# 64 GTO Rim Sizes



## homer43 (Jun 7, 2007)

I'm putting together a 64 Pontiac Tempest and looking to buy the rims and tires. I am putting 17X8 (4.5" back spacing) in the front with 245/40ZR17 tires. Does anyone know the largest rim and tire sizes along with the backspacing I can go with in the rear without rubbing and clearance problems? Your help is appreciated!
Mike

http://www.hotrodtempest.com


----------



## anmracing (Feb 9, 2005)

275/40-17 with a 17x8 and a zero offset should work on the rear.


----------



## Rukee (Feb 8, 2007)

I have a set of 290-50-15s on the back of a `65 and it`s about as big as I can go in the back.
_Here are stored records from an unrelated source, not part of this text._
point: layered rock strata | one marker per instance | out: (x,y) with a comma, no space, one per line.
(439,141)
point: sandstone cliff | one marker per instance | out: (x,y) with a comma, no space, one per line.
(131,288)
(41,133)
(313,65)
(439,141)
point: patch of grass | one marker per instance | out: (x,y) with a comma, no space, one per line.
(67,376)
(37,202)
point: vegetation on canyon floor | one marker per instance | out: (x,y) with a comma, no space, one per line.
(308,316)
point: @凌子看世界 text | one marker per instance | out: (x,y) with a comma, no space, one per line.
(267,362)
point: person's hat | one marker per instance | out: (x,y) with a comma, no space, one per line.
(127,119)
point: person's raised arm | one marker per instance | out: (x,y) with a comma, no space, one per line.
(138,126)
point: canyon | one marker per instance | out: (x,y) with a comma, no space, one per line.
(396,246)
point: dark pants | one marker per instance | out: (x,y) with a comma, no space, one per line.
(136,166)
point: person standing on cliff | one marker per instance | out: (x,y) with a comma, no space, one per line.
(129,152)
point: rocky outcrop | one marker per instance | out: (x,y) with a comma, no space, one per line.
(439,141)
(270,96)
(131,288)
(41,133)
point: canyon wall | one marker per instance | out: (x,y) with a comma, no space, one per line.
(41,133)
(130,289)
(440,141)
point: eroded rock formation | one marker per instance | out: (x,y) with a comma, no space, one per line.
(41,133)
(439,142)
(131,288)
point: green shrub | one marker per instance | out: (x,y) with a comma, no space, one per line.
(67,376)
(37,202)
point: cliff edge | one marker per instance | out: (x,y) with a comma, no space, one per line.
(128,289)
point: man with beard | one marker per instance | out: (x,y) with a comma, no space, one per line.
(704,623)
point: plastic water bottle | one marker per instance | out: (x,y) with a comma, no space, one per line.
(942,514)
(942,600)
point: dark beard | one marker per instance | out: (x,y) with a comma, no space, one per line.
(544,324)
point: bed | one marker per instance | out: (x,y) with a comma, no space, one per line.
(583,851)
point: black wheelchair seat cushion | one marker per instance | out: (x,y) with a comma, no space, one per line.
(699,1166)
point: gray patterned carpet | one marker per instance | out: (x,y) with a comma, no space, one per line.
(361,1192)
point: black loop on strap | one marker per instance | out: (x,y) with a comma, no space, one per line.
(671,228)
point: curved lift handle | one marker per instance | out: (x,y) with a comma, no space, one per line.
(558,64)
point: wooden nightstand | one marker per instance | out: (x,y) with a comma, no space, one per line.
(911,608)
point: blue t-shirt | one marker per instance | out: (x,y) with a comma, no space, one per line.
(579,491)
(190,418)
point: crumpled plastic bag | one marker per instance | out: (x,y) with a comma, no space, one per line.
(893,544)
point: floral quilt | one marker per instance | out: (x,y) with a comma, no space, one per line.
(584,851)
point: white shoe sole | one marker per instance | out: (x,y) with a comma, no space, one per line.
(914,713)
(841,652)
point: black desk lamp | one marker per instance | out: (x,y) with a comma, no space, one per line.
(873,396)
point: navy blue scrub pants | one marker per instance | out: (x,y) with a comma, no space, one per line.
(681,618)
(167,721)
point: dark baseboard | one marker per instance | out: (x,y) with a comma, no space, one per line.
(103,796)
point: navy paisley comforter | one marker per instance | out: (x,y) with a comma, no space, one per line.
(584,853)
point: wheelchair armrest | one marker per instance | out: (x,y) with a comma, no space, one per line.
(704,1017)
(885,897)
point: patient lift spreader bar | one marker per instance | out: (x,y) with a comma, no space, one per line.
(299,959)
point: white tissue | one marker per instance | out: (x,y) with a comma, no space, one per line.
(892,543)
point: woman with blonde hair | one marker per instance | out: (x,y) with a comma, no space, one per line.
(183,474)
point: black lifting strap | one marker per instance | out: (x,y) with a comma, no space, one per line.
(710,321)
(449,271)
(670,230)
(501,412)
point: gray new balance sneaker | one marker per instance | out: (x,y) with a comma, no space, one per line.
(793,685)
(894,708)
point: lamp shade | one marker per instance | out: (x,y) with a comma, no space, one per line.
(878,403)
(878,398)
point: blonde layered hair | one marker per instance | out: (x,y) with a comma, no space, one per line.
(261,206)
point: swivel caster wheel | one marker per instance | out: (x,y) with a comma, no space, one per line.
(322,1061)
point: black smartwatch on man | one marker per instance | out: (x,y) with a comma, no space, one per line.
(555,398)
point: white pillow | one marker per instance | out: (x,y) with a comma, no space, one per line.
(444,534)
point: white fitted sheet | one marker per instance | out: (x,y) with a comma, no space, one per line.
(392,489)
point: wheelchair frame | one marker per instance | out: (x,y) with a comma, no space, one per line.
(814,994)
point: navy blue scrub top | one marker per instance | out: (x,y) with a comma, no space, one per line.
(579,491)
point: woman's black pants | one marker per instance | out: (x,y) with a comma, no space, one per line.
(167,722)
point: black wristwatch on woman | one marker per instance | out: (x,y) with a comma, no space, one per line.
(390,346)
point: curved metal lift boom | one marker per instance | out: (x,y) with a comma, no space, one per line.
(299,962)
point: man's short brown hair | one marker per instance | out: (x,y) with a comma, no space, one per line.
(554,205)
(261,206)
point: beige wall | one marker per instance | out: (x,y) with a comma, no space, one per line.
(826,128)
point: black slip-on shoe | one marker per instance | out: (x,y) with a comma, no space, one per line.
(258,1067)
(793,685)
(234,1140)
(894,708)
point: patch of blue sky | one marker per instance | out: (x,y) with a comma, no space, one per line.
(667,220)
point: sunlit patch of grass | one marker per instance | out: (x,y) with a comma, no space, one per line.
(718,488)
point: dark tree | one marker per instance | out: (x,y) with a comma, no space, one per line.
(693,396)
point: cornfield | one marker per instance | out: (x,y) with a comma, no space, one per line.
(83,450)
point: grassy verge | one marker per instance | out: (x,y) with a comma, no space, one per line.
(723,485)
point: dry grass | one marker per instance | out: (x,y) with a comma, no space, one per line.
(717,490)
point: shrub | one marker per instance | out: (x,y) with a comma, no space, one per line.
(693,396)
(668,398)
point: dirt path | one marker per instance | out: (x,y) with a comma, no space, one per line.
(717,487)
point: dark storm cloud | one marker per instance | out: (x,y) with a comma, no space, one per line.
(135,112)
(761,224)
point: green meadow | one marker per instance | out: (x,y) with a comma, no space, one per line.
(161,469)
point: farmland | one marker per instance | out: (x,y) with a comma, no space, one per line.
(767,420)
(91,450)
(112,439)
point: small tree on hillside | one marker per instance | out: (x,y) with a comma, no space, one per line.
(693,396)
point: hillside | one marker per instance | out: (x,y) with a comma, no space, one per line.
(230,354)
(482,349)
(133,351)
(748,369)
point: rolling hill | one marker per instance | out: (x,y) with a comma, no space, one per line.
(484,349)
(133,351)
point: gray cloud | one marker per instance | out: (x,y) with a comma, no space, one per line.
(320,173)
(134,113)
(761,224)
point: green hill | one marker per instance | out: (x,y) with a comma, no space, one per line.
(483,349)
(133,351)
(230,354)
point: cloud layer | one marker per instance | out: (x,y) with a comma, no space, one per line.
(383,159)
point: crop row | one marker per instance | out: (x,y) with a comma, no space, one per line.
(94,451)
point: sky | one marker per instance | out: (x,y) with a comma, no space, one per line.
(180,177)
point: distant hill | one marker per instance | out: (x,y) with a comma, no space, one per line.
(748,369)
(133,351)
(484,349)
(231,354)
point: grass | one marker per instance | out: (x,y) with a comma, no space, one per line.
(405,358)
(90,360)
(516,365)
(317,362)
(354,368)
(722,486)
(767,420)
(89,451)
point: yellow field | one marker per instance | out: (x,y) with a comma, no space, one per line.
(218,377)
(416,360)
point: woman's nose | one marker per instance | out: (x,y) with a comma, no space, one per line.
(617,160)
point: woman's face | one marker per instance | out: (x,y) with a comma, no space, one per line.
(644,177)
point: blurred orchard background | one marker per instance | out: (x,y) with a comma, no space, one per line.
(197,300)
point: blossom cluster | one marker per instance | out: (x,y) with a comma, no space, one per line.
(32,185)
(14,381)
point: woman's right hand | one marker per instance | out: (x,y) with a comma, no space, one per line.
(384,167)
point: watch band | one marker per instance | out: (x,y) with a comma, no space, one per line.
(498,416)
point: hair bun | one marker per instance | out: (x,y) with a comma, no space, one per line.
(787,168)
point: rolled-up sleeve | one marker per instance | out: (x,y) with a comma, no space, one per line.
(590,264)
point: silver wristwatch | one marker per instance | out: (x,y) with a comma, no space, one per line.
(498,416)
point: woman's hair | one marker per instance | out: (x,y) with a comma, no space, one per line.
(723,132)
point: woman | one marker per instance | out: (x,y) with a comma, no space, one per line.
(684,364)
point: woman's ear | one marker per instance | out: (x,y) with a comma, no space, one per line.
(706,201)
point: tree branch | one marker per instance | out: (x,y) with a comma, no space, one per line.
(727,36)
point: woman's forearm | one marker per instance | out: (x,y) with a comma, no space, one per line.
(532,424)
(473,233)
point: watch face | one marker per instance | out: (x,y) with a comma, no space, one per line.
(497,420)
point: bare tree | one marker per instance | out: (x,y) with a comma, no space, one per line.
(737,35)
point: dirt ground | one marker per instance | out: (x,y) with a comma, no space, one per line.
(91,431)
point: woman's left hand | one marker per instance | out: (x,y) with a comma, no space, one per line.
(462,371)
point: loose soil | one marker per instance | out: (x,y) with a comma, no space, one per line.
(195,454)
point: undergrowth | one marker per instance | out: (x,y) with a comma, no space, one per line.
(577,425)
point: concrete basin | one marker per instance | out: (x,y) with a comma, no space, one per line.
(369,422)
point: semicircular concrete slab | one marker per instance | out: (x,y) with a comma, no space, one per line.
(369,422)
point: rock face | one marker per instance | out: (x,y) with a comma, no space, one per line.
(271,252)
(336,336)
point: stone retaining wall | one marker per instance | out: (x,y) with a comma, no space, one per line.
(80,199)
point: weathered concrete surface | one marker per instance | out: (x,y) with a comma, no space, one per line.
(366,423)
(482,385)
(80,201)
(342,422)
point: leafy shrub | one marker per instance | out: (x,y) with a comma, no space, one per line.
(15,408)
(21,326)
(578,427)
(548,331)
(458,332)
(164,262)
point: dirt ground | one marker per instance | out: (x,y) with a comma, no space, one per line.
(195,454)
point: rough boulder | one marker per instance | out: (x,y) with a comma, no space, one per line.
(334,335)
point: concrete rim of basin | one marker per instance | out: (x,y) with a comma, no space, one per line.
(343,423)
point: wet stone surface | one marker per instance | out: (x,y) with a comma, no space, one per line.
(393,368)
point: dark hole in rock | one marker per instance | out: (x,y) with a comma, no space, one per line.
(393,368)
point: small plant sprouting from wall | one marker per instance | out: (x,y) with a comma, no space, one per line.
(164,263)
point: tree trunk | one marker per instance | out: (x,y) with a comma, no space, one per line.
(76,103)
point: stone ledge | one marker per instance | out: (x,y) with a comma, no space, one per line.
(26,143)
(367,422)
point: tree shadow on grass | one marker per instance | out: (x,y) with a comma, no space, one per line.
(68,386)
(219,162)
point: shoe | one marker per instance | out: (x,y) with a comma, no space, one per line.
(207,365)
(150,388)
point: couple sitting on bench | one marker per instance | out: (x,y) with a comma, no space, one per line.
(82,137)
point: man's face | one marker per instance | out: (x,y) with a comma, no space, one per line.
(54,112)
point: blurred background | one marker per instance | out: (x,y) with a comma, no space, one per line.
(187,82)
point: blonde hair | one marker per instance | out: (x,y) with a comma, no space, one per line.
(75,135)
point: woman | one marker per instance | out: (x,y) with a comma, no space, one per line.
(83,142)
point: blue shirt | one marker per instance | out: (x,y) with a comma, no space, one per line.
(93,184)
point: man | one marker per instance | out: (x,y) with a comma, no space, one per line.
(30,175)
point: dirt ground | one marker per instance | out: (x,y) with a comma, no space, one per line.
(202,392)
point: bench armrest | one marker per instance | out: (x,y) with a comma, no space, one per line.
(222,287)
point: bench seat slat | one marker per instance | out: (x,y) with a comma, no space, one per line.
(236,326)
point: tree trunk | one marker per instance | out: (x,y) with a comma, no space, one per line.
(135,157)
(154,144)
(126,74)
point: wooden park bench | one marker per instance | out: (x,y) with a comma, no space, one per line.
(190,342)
I have Cragar SS 15x10s in the rear and 14x8 in the front. I didn`t see any 17s (or anything else) that would have looked as good when I made my purchase.


----------



## homer43 (Jun 7, 2007)

Hey thanks for the info. I have considered many different wheels and have always liked the torque thrust style. Summit racing has just added a 17 inch torque thrust to their catalog made by American Racing. I would like to upgrade to 17 inch. I was hoping to squeaze at least a 9 inch rim with just the right backspacing but don't want any rubbing. Here is a link to the rim I am taking about. Looks like the mustang bullet style wheel with a 4.75 bolt pattern. 

http://store.summitracing.com/partdetail.asp?part=ARE-105M7961A

http://www.hotrodtempest.com

Thanks,
Mike


----------